In My Life, the artist's 1922 memoirs, Chagall tells a story about an episode with his beloved first love and first wife, Bella, while they were in Vitebsk that appears possibly to relate to the scene in La neige. Bella and Chagall are alone:
'It's dark.
I kiss her.
A still life magically takes shape in my mind.
She poses for me.
Reclining, a rounded white nude takes shape.
I approach her timidly. I confess it was the first time I had seen a nude.
Although she was practically my fiancée I was still afraid of approaching her, of going any nearer, of touching all that loveliness. As if a feast were spread before your eyes' (M. Chagall, My Life, London, 1965, p. 79).
Perhaps the memories of that first glimpse of a naked woman are emerging in La neige, in the form of the romanticised, bouquet-holding nude that takes up so much of the canvas. Viewed from this strange angle, her supine elegance is all the more mysterious, perhaps recalling the strangeness of Chagall's own first view of her naked form. And maybe they are also, then, the spectral couple shown kissing, like some associated wisp of memory, another shard of the past brought back to life in the form of this dreamlike painting.
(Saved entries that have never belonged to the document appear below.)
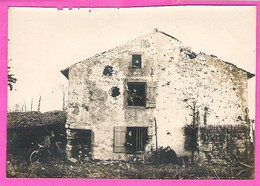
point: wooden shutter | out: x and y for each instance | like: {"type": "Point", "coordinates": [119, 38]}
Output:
{"type": "Point", "coordinates": [120, 138]}
{"type": "Point", "coordinates": [151, 95]}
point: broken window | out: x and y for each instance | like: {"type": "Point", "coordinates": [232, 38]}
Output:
{"type": "Point", "coordinates": [136, 138]}
{"type": "Point", "coordinates": [136, 61]}
{"type": "Point", "coordinates": [136, 94]}
{"type": "Point", "coordinates": [130, 139]}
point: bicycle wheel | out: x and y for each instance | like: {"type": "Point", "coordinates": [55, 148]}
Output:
{"type": "Point", "coordinates": [149, 157]}
{"type": "Point", "coordinates": [44, 155]}
{"type": "Point", "coordinates": [34, 157]}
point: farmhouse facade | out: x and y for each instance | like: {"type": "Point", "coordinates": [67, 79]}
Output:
{"type": "Point", "coordinates": [119, 98]}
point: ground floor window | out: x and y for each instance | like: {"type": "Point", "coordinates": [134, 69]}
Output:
{"type": "Point", "coordinates": [136, 94]}
{"type": "Point", "coordinates": [136, 138]}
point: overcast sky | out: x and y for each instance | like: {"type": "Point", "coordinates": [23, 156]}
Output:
{"type": "Point", "coordinates": [45, 40]}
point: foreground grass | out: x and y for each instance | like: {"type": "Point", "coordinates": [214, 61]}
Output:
{"type": "Point", "coordinates": [56, 168]}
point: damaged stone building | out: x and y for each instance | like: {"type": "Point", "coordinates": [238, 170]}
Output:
{"type": "Point", "coordinates": [116, 97]}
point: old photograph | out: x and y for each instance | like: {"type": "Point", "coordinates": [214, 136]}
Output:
{"type": "Point", "coordinates": [132, 93]}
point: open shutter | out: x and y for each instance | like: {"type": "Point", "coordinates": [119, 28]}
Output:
{"type": "Point", "coordinates": [151, 95]}
{"type": "Point", "coordinates": [120, 135]}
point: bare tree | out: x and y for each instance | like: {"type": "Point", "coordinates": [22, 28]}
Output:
{"type": "Point", "coordinates": [194, 126]}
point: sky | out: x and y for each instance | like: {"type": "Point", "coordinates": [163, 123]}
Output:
{"type": "Point", "coordinates": [43, 41]}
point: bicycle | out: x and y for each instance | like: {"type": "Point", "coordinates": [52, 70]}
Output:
{"type": "Point", "coordinates": [40, 154]}
{"type": "Point", "coordinates": [162, 156]}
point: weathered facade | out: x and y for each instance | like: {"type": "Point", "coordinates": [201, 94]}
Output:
{"type": "Point", "coordinates": [116, 96]}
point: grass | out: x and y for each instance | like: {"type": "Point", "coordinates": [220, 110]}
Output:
{"type": "Point", "coordinates": [18, 166]}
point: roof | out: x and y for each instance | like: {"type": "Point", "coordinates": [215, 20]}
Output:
{"type": "Point", "coordinates": [65, 71]}
{"type": "Point", "coordinates": [35, 119]}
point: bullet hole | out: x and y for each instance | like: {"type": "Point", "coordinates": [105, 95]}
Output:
{"type": "Point", "coordinates": [108, 70]}
{"type": "Point", "coordinates": [213, 56]}
{"type": "Point", "coordinates": [85, 107]}
{"type": "Point", "coordinates": [191, 55]}
{"type": "Point", "coordinates": [76, 111]}
{"type": "Point", "coordinates": [115, 92]}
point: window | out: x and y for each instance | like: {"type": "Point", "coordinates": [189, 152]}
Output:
{"type": "Point", "coordinates": [130, 139]}
{"type": "Point", "coordinates": [136, 94]}
{"type": "Point", "coordinates": [136, 61]}
{"type": "Point", "coordinates": [136, 138]}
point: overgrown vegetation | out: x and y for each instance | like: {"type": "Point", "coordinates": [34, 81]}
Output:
{"type": "Point", "coordinates": [18, 166]}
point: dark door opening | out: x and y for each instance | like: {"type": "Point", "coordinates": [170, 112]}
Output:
{"type": "Point", "coordinates": [136, 139]}
{"type": "Point", "coordinates": [81, 144]}
{"type": "Point", "coordinates": [136, 94]}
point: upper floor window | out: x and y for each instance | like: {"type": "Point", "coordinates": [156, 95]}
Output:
{"type": "Point", "coordinates": [136, 94]}
{"type": "Point", "coordinates": [137, 61]}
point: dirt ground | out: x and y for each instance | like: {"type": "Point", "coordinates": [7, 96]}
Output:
{"type": "Point", "coordinates": [19, 167]}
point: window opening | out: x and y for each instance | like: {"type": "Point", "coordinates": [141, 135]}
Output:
{"type": "Point", "coordinates": [136, 139]}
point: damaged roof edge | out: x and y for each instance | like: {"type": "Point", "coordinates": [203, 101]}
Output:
{"type": "Point", "coordinates": [65, 72]}
{"type": "Point", "coordinates": [249, 74]}
{"type": "Point", "coordinates": [169, 36]}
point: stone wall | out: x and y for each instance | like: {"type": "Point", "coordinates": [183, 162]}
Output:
{"type": "Point", "coordinates": [179, 74]}
{"type": "Point", "coordinates": [225, 144]}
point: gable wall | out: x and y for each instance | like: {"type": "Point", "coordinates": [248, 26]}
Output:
{"type": "Point", "coordinates": [204, 79]}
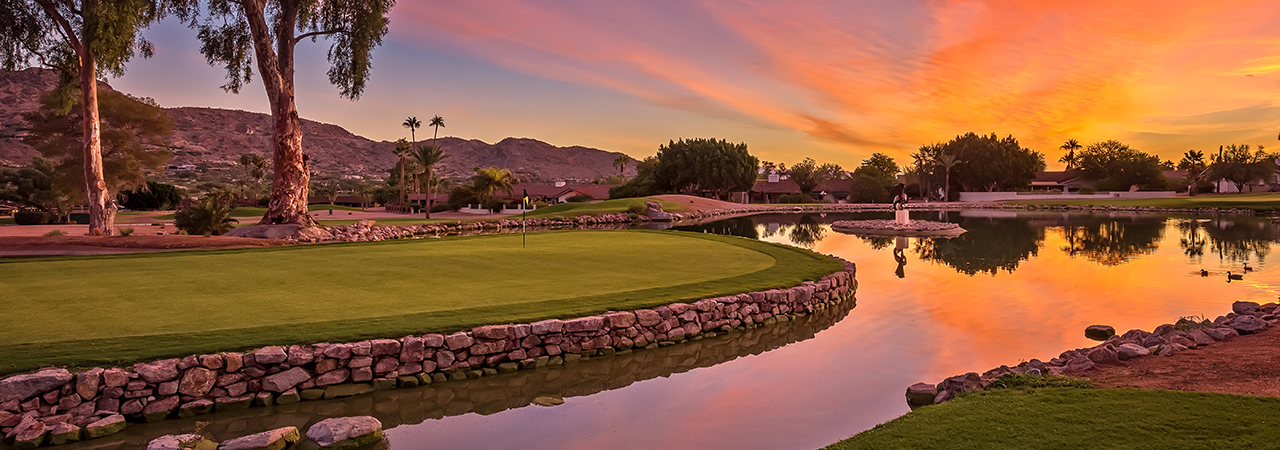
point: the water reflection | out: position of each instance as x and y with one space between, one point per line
492 395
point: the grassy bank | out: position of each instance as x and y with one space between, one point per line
1082 418
1258 202
105 310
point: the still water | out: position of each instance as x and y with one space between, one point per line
1015 287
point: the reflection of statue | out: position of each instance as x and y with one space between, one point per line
899 196
900 257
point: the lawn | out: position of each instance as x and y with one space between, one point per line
1257 202
609 206
1082 418
108 310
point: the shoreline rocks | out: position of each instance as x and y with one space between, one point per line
1164 340
96 402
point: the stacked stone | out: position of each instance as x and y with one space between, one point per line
54 405
1244 318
For is that not a palette near his hand? Are we seeing Marc revisiting Bella in the Vitebsk of his memories?
Long after her sudden death in 1944, Bella continued to feature in Chagall's pictures, even after his marriage in 1952, within the dates of execution of La neige, to Valentina Brodsky. Indeed wherever the theme of romance introduces itself from the date of Bella's death onwards, it does so with an element of the bittersweet-Chagall's paintings reflect his desire to be reunited with his first wife at his own death, and this adds an ethereal quality to paintings such as this. It was not romance alone, though, but rather love that was the enduring theme of Chagall's pictures. For it was through depictions of love and its associated joy that Chagall hoped to spread an instinctive and emotional message, a call to the soul. As an artist, he was generously trying to spread joy and fellowship, inviting his viewers to join him in the oneiric revels of his twilit world of the imagination. Following the two World Wars and his experiences in revolutionary Russia, Chagall was well-qualified to show an interest in the peace that love, and it was this that came to motivate many of his paintings, especially from the 1940s onwards:
'I thought that only love and uncalculating devotion towards others will lead to the greatest harmony in life and in art of which humanity has been dreaming so long. And this must, of course, be included in each utterance, in each brushstroke, and in each colour' (Chagall, quoted in J. Baal-Teshuva, Chagall: A Retrospective, Westport, 1995, p. 208).